Xi Jinping has been hit by “extraordinary” civil unrest in China driven by “fear, fatigue and anger” over his zero Covid policy and lockdown restrictions.
China posted another record high number of Covid infections on Monday, after an extraordinary weekend of protests across the country over restrictive coronavirus curbs, in scenes unprecedented since President Xi assumed power a decade ago.
In Shanghai, demonstrators and police clashed on Sunday, with police taking away a busload of protesters, with the BBC saying that police assaulted and detained one of its journalists covering the events before releasing him after several hours.
Steven Lynch, managing director of the British Chamber of Commerce in China, told of the protests in Beijing and other cities.
Speaking in the Chinese capital, he said: “In my 12 years here in China, I’ve never seen the levels of social and economic disruption.
“The extraordinary civil unrest that is taking place at the moment.
“This is all due to the zero Covid fatigue.”
He added on BBC Radio 4’s Today programme: “China is now heading to its fourth year of the pandemic, still with a zero Covid policy while we are seeing the entirety of the rest of the world live alongside Covid.
“Right now we are literally seeing images of the football World Cup in Qatar where countries from all over the globe are coming together.
“Meanwhile, here in China major cities are all heading back into a harsh lockdown.”

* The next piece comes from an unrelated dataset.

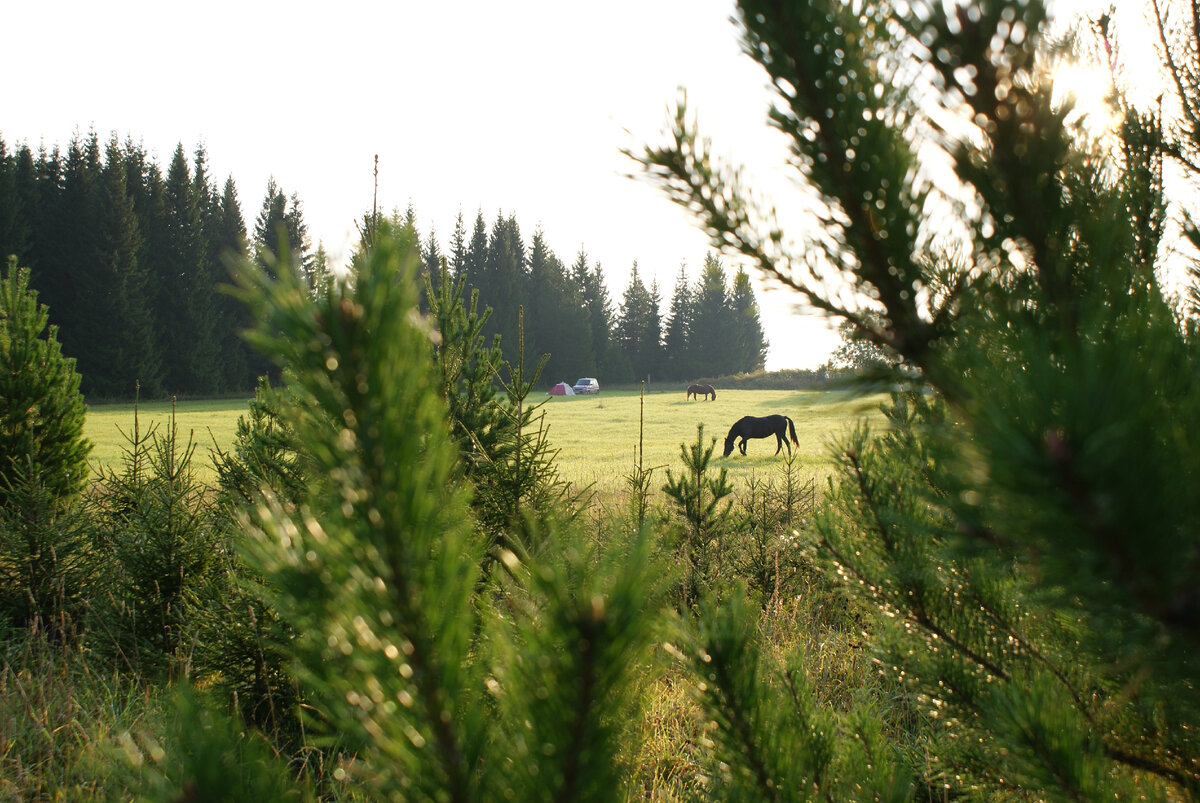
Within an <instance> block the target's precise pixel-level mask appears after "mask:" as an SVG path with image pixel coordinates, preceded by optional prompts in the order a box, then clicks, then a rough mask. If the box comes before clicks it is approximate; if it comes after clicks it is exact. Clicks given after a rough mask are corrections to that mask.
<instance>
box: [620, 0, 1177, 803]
mask: <svg viewBox="0 0 1200 803" xmlns="http://www.w3.org/2000/svg"><path fill="white" fill-rule="evenodd" d="M739 20H740V24H742V26H743V32H744V40H745V48H746V52H748V53H750V54H751V55H752V56H754V58H755V59H756V60H757V61H758V62H760V64H761V65H762V66H763V68H764V70H766V71H767V73H768V76H769V77H770V79H772V82H773V84H774V86H775V89H776V91H778V102H776V103H775V104H774V106H773V108H772V114H770V116H772V122H773V124H774V125H775V126H776V127H779V128H780V130H781V131H782V132H784V133H786V134H787V136H788V138H790V139H791V145H792V148H793V152H794V158H796V163H797V166H798V167H799V170H800V173H802V176H803V180H804V184H805V186H806V190H808V191H809V192H810V193H811V196H812V198H814V199H815V200H817V202H818V203H817V204H816V208H817V209H820V210H822V211H820V212H817V214H815V215H812V216H811V218H810V220H808V221H805V223H804V230H805V239H804V241H803V242H802V246H800V247H802V250H800V251H799V252H791V251H790V250H788V246H787V245H786V242H787V241H788V239H787V238H786V236H784V233H782V230H781V228H779V227H778V224H776V223H775V222H774V221H773V220H770V218H769V216H767V215H764V214H763V212H762V211H761V210H760V209H758V208H757V206H756V205H755V204H754V203H751V202H750V200H749V196H748V193H745V192H744V191H743V190H742V187H739V186H738V176H737V173H736V172H734V170H728V169H725V168H722V167H721V166H719V164H716V163H715V162H714V161H713V160H712V157H710V151H709V146H708V145H707V143H706V142H704V140H703V139H702V138H701V137H700V136H698V134H697V132H696V130H695V126H694V125H692V122H691V121H690V120H689V116H688V113H686V110H685V108H684V107H683V106H680V108H679V113H678V116H677V120H676V125H674V130H673V132H672V133H673V137H674V142H673V143H672V144H671V145H668V146H666V148H664V149H658V150H649V151H647V152H646V155H644V156H643V162H644V164H646V167H647V168H648V170H649V172H650V173H652V175H654V176H655V178H658V179H659V180H660V181H661V182H662V184H664V185H665V186H666V187H667V190H668V191H670V192H671V193H672V194H673V196H674V197H676V198H677V199H678V200H679V202H680V203H683V204H685V205H688V206H689V208H691V209H692V210H694V211H696V212H697V215H698V216H700V217H701V218H702V220H703V222H704V226H706V228H707V229H708V230H709V233H710V234H712V235H713V240H714V244H716V245H720V246H722V247H727V248H730V250H733V251H738V252H742V253H743V254H745V256H748V257H749V258H751V259H752V260H754V262H755V263H757V264H758V265H760V266H761V268H762V269H763V270H764V271H766V272H767V274H769V275H772V276H774V277H775V278H779V280H780V281H784V282H785V283H788V284H790V286H792V287H793V288H796V289H797V290H798V292H799V293H800V294H802V295H803V296H804V299H805V300H806V301H808V302H809V304H810V305H811V306H814V307H817V308H820V310H826V311H828V312H832V313H835V314H838V316H840V317H842V318H845V319H846V320H848V322H851V324H852V326H853V329H854V332H856V336H857V337H859V338H862V340H864V341H868V342H871V343H874V344H876V346H878V347H882V348H886V349H888V350H889V352H892V353H895V354H896V355H899V356H900V359H901V361H902V364H901V365H902V367H904V372H898V374H896V376H895V379H896V380H899V382H912V383H913V384H917V385H918V386H919V388H920V390H922V391H923V392H922V394H917V395H913V396H907V397H901V398H898V400H896V401H895V403H894V405H893V406H892V407H890V408H889V411H888V415H889V423H890V425H892V431H890V432H888V433H887V435H884V436H882V437H872V436H871V435H870V433H869V432H866V431H863V430H859V431H857V432H854V433H851V435H850V436H848V437H847V438H846V439H845V441H844V442H842V443H841V444H840V445H839V447H838V453H836V454H838V456H839V460H840V461H841V471H840V479H839V481H838V483H836V484H835V485H834V486H833V495H834V496H833V501H832V503H830V507H829V508H828V509H827V511H826V513H824V515H823V516H822V517H821V525H820V534H821V545H822V546H823V547H824V553H826V556H827V557H829V558H830V561H832V562H833V563H834V564H835V565H834V568H836V570H838V571H839V573H840V574H842V575H844V576H846V577H847V579H848V580H850V581H851V583H850V586H848V587H850V588H851V589H853V591H856V592H857V593H859V594H860V595H862V598H863V599H864V600H869V601H871V603H872V604H875V605H876V607H877V610H878V611H880V613H881V616H880V617H878V621H877V622H876V623H875V624H874V625H872V628H871V631H872V634H874V639H872V643H874V646H875V648H876V649H878V651H880V653H881V663H882V665H883V666H893V667H895V672H896V676H898V678H900V679H904V682H905V683H906V684H908V685H910V688H911V689H912V691H913V694H914V695H917V697H916V699H917V700H918V701H919V702H920V705H922V706H923V708H924V711H925V713H926V715H928V717H929V718H930V719H931V721H934V723H937V727H936V729H935V731H936V733H937V738H936V743H935V744H934V745H932V749H931V751H930V759H929V766H928V767H926V768H925V769H924V773H925V777H926V780H931V779H934V778H937V779H938V780H940V781H941V783H943V784H944V785H946V786H947V787H948V789H949V790H950V791H952V792H953V793H956V795H962V796H976V797H980V798H986V799H991V798H994V797H996V796H1001V795H1006V793H1009V792H1012V793H1013V795H1015V796H1031V797H1048V798H1069V799H1091V798H1096V797H1100V796H1111V795H1116V796H1118V797H1120V796H1132V795H1134V793H1136V795H1138V796H1145V797H1148V798H1168V799H1170V798H1178V797H1187V796H1190V795H1194V793H1195V790H1196V789H1198V786H1200V773H1198V771H1196V760H1198V756H1200V744H1198V743H1196V741H1195V736H1194V735H1195V733H1196V725H1198V719H1200V699H1198V696H1196V691H1195V683H1196V679H1198V663H1196V659H1195V655H1196V654H1198V652H1196V647H1198V643H1196V639H1198V633H1200V627H1198V623H1200V597H1198V595H1196V593H1195V589H1196V588H1198V586H1200V583H1198V576H1200V575H1198V565H1200V564H1198V557H1196V556H1198V550H1200V543H1198V540H1196V534H1195V531H1196V527H1195V522H1196V520H1198V516H1196V513H1198V511H1196V509H1195V495H1194V493H1192V492H1190V478H1192V477H1194V475H1195V473H1196V469H1195V467H1194V463H1195V455H1196V454H1200V453H1198V451H1196V449H1195V448H1194V447H1195V444H1194V438H1193V437H1192V435H1190V429H1189V427H1188V426H1186V425H1184V424H1183V423H1184V421H1189V420H1192V419H1193V418H1194V412H1193V411H1195V408H1196V405H1198V402H1200V396H1198V394H1196V392H1195V388H1194V382H1193V380H1192V377H1193V374H1194V371H1193V370H1192V367H1190V366H1192V365H1193V364H1194V361H1195V348H1194V346H1195V343H1194V334H1193V328H1192V326H1190V324H1188V325H1181V323H1180V320H1178V317H1177V314H1176V313H1175V311H1174V310H1172V308H1171V306H1170V304H1169V302H1168V300H1166V299H1165V298H1164V292H1163V289H1162V287H1160V284H1159V277H1158V270H1159V269H1160V268H1162V266H1163V265H1162V264H1160V263H1159V262H1158V260H1159V254H1162V253H1176V254H1178V251H1177V250H1176V248H1174V247H1171V244H1170V242H1168V240H1166V239H1165V238H1164V220H1165V217H1164V210H1165V206H1166V199H1165V198H1164V196H1163V178H1162V176H1163V160H1164V158H1169V157H1170V156H1171V155H1172V152H1174V151H1172V149H1171V148H1170V146H1166V148H1164V145H1163V143H1164V138H1163V136H1162V132H1160V130H1159V124H1158V118H1157V116H1156V114H1157V113H1156V114H1142V113H1140V112H1138V110H1136V109H1135V108H1133V107H1132V106H1129V104H1121V101H1120V98H1118V106H1117V107H1116V108H1115V109H1114V110H1115V112H1116V113H1117V114H1118V118H1120V125H1118V127H1117V130H1116V131H1114V133H1112V137H1111V138H1110V139H1109V140H1106V142H1094V140H1090V139H1087V138H1086V137H1082V136H1080V132H1079V131H1076V130H1073V128H1072V127H1070V124H1069V119H1070V113H1072V109H1070V108H1069V106H1066V104H1061V106H1055V104H1052V103H1051V90H1050V86H1049V84H1048V82H1046V80H1045V76H1046V74H1048V73H1046V72H1045V71H1044V70H1043V65H1044V61H1045V58H1046V55H1048V54H1049V53H1050V52H1051V47H1050V43H1048V41H1046V37H1045V34H1044V30H1045V22H1046V19H1045V8H1044V7H1043V5H1042V4H1039V2H996V4H983V5H979V4H977V5H973V6H970V7H967V6H961V5H960V6H955V5H946V4H941V2H916V4H907V5H901V6H890V5H888V4H882V2H881V4H875V2H866V4H859V5H856V6H846V5H844V4H840V2H815V4H784V5H780V4H770V2H758V1H757V0H745V1H743V2H742V4H740V5H739ZM1104 44H1105V48H1109V46H1110V44H1111V43H1110V42H1108V41H1105V42H1104ZM1117 64H1121V62H1120V60H1117V59H1114V60H1111V61H1106V62H1105V67H1108V68H1116V67H1115V65H1117ZM1180 91H1184V90H1183V89H1182V88H1181V89H1180ZM935 158H941V160H943V161H944V163H947V164H953V166H954V174H955V176H956V179H955V180H954V181H952V180H950V178H949V176H943V178H941V179H938V180H937V181H935V180H934V179H932V178H929V176H931V175H932V169H934V167H932V160H935ZM846 277H848V278H851V280H852V282H853V289H854V290H856V293H857V299H854V300H852V299H851V295H850V294H847V293H844V292H841V290H840V289H835V288H840V287H842V284H841V282H842V281H844V280H845V278H846ZM914 378H916V382H913V379H914ZM918 383H919V384H918ZM930 390H931V391H932V392H930V394H929V396H925V395H924V392H925V391H930ZM1134 789H1135V790H1136V791H1135V792H1134V791H1133V790H1134Z"/></svg>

He emphasied that the Chinese authorities had not laid out an “exit strategy” and there were no signs of “normal life” in China returning.
“People are just so fed-up, they are scared and they are angry,” he added.

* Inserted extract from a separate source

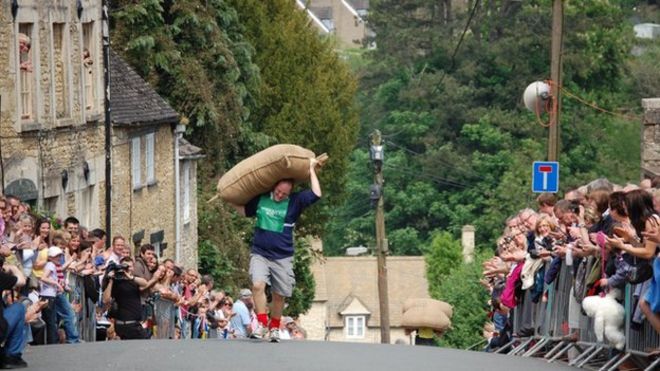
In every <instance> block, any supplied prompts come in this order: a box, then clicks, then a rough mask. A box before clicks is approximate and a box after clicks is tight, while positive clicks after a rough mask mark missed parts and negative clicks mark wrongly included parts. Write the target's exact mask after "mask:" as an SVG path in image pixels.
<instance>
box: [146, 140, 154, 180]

While there was no specific lockdown in Beijing, offices, restaurants, bars and parks were closed.
“There just seems to be a lot of uncertainties and fear about what might happen tomorrow,” he said.

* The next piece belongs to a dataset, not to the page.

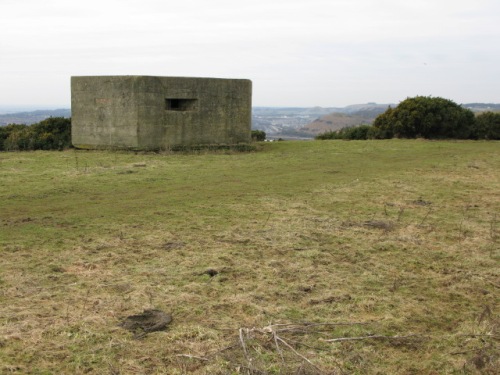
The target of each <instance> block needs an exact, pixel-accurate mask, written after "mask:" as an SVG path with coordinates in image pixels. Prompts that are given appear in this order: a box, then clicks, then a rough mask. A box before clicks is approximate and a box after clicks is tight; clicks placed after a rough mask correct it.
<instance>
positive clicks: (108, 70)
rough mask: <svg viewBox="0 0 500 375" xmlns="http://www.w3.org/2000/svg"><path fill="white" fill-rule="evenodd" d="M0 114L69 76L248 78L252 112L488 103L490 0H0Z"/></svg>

Businesses were also facing more disruption from new rules aimed at easing the restrictions, he added.
“This is the lowest level of sentiment we have ever experienced from British businesses here in China,” he explained.
Stocks and oil slid sharply on Monday as the rare protests raised worries about the management of China's zero-Covid policy and its impact on the world's second-largest economy, while Chinese censors scrambled to remove related images and posts.
During the weekend, protesters in cities including Wuhan and Lanzhou overturned Covid testing facilities, while students gathered on campuses across China in actions that were sparked by anger over an apartment fire late last week in the far western city of Urumqi that killed 10 people.
The deadly fire fuelled speculation that Covid curbs in the city, parts of which had been under lockdown for 100 days, had hindered rescue and escape, which city officials denied. Crowds in Urumqi took to the street on Friday evening, chanting "End the lockdown!", according to unverified videos on social media.
In Beijing, large crowds were gathered past midnight on Sunday along the capital's 3rd Ring Road during peaceful but often impassioned scenes.
In the early hours of Monday, one group chanted “we don’t want Covid tests, we want freedom” while brandishing blank white pieces of paper, which have become a symbol of protest in China in recent days.
Cars that passed by regularly joined in the fanfare by honking their horns and giving thumbs up to protesters which in turn generated massive cheers from those gathered.
The protesters were trailed by dozens of uniformed police officers, with plain-clothes security personnel in among the crowd and police cars moving along nearby.
An official who said he was the head of Beijing's police department came personally to speak to several of the protesters, holding a loudspeaker to plead with them to go home.
"You young people. You need to go home now. You’re affecting traffic here by standing on the road," he said.
Shanghai's clashes on Sunday followed a vigil the day before held by some of the city's residents for the victims of the Urumqi apartment fire, which turned into a protest against Covid curbs, with the crowd chanting calls for lockdowns to be lifted.
"Down with the Chinese Communist Party, down with Xi Jinping", one large group chanted in the early hours of Sunday, according to witnesses and videos posted on social media, in a rare public protest against the country's leadership.
China has stuck with Xi's zero-Covid policy even as much of the world has lifted most restrictions.
Many analysts say China is unlikely to begin significant reopening before March or April at the earliest, and experts warn that China needs to ramp up its vaccination efforts as well.
China on Monday reported a fifth straight daily record of new local cases of 40,052, up from 39,506 a day earlier.
Mega-cities Guangzhou and Chongqing, with thousands of cases, are struggling to contain outbreaks while hundreds of infections were recorded in several cities across the country on Sunday.